Dr Dan Balan wants to carry out further research to investigate the effectiveness of the synthesised sponge chemical on different cancers.
RMIT University researcher Dr Dan Balan demonstrated the compound 15-aza-Salicylihalamide A analogue had potent activity against several leukaemia cell lines.
Salicylihalamide A is a natural marine product that has been isolated from a marine sponge of the genus Haliclona, collected from waters around Rottnest Island, 18 km off the coast of southern Western Australia.
The compound is cytotoxic - or a toxin which is known to destroy cells and which also provides a defence for the sea sponge.

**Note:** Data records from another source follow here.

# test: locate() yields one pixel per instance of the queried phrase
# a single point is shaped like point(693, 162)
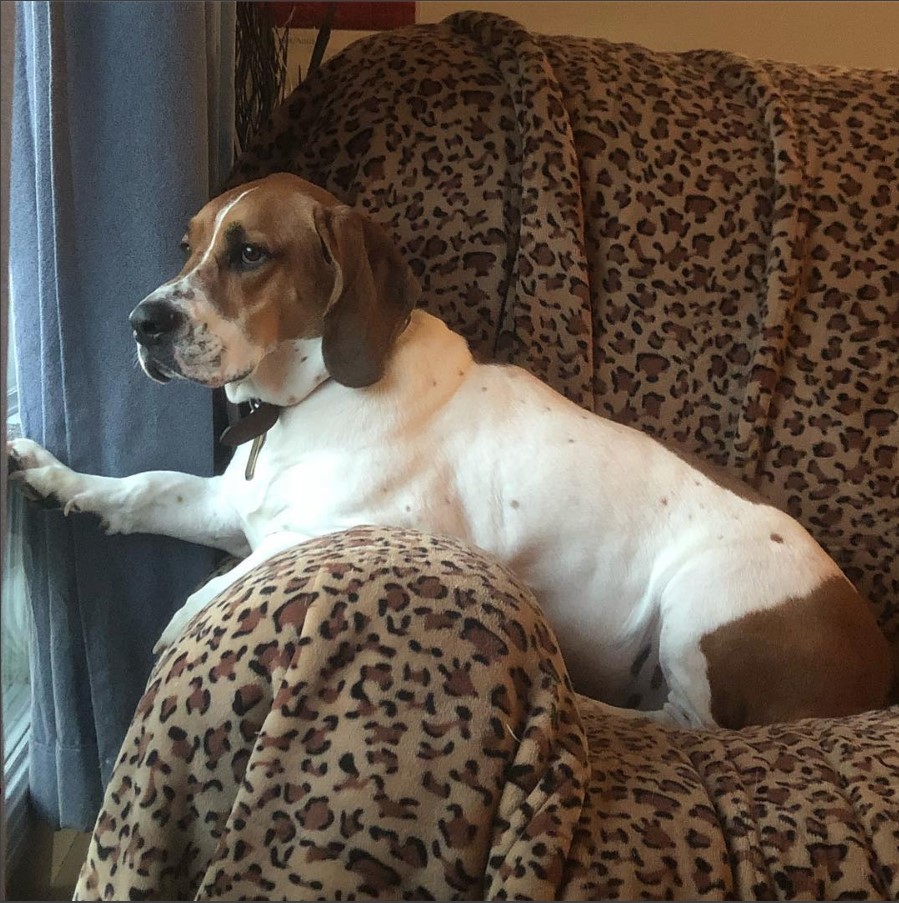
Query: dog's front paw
point(39, 476)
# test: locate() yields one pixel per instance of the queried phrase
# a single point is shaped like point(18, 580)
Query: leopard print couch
point(696, 244)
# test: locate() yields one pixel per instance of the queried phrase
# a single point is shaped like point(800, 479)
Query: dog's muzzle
point(154, 325)
point(154, 322)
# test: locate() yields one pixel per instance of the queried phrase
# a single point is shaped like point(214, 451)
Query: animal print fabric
point(381, 714)
point(695, 244)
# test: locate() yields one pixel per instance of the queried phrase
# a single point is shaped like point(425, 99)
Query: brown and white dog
point(637, 556)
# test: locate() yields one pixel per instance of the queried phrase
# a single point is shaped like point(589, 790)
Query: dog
point(373, 412)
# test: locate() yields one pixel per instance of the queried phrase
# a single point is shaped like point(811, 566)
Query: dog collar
point(262, 417)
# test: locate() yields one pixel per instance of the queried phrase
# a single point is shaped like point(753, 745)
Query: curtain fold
point(122, 128)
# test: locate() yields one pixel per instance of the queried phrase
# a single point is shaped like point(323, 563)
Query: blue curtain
point(122, 129)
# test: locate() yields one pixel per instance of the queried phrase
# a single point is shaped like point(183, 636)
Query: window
point(15, 635)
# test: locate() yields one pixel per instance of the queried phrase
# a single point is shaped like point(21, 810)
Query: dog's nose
point(152, 321)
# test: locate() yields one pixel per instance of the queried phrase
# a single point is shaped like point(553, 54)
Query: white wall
point(814, 32)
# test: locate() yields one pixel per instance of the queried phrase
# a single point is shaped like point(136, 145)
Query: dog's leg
point(164, 502)
point(269, 547)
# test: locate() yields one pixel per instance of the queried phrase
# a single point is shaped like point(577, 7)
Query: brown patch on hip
point(821, 655)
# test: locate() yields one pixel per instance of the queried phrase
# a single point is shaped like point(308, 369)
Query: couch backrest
point(695, 244)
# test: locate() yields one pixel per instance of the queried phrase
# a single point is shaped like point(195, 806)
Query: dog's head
point(269, 262)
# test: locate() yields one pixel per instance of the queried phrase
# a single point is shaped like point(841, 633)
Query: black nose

The aza-salicylihalamide A analogue molecules were then exposed to NCI-60 leukaemia cell lines, and exhibited anti-proliferating effects on the group of cells at highly diluted, or "sub-molar", concentrations.
"15-aza-Salicylihalamide A Analogue has proven to be very active against various types of cancer, but it was clearly most active against HL-60, which is acute promyelocytic leukaemia," he said.
Other findings revealed it to be an inhibitor of vacuolar ATPase and proton pumps, frequently found in metastatic cancer cells, which are cancer cells that have migrated through the bloodstream from more advanced tumours.
"The molecule was synthesised in a short molecular sequence that could be easily produced in very large volumes for drug production," Dr Balan said.
He said there would be further research to investigate its effectiveness on different cancers, potentially leading to extensive drug development.
Dr Balan's PhD research was funded by RMIT and he was co-supervised by Associate Professor Helmut Hugel, RMIT, and Professor Mark Rizzacasa, Bio 21, University of Melbourne.